Join our community of smart investors

Sophos tumble highlights risks of highly-rated sector

Amid high market expectations, the cyber-security group has warned of slower billings growth
July 9, 2018

Things had been looking up for Sophos (SOPH), with the shares rallying in April on news that full-year billings had risen to the top end of management's 20-22 per cent guidance. However, that momentum has not been sustained. Billings grew by around 6 per cent during the first quarter, or a meagre 2 per cent at constant currencies – the worst performance in more than two years. 

IC TIP: Sell at 472p

While Sophos expects to report mid-teens growth in new customer and network security billings over the respective period, the disappointing overall result stems largely from its enduser security business, which had a “particularly challenging comparable”. For the same quarter a year earlier, demand was buoyed by infamous hacking events including so-called ‘WannaCry’ – sending underlying enduser billings growth at constant currencies up more than half.
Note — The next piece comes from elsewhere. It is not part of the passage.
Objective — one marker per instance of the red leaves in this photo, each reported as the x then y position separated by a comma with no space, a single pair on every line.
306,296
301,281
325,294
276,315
Last year’s first half also saw a maiden contribution from Intercept X, the group’s new endpoint product.

Sophos says these circumstances will continue into the second quarter, although comparisons should become “somewhat easier”. However, it anticipates returning to mid-teens constant-currency billings growth in the second half, while its long-term outlook hasn’t changed. It also highlighted strong revenue and cash flow for first quarter.

Analysts at Shore Capital recommend ignoring quarterly billings volatility, or to see the resulting share sell down as a buying opportunity – pointing to Sophos’s strong competitive and strategic position. It forecasts a free-cash-flow yield of 6.2 per cent for the 2019 calendar year – a decent premium to the 4.3 per cent average for US-listed peers including Qualys, Palo Alto and Checkpoint among others. The brokerage reckons the shares’ decline has “created better value” – despite there being more uncertainty around billings growth.

On the latter point, Shore Capital now expected billings to rise 9 per cent for the year to March 2019, while cash profit margins should remain broadly flat against a previously forecast one percentage point improvement. Still, for 2020, it predicts a 1.5 percentage point margin lift, and mid-teens billings growth.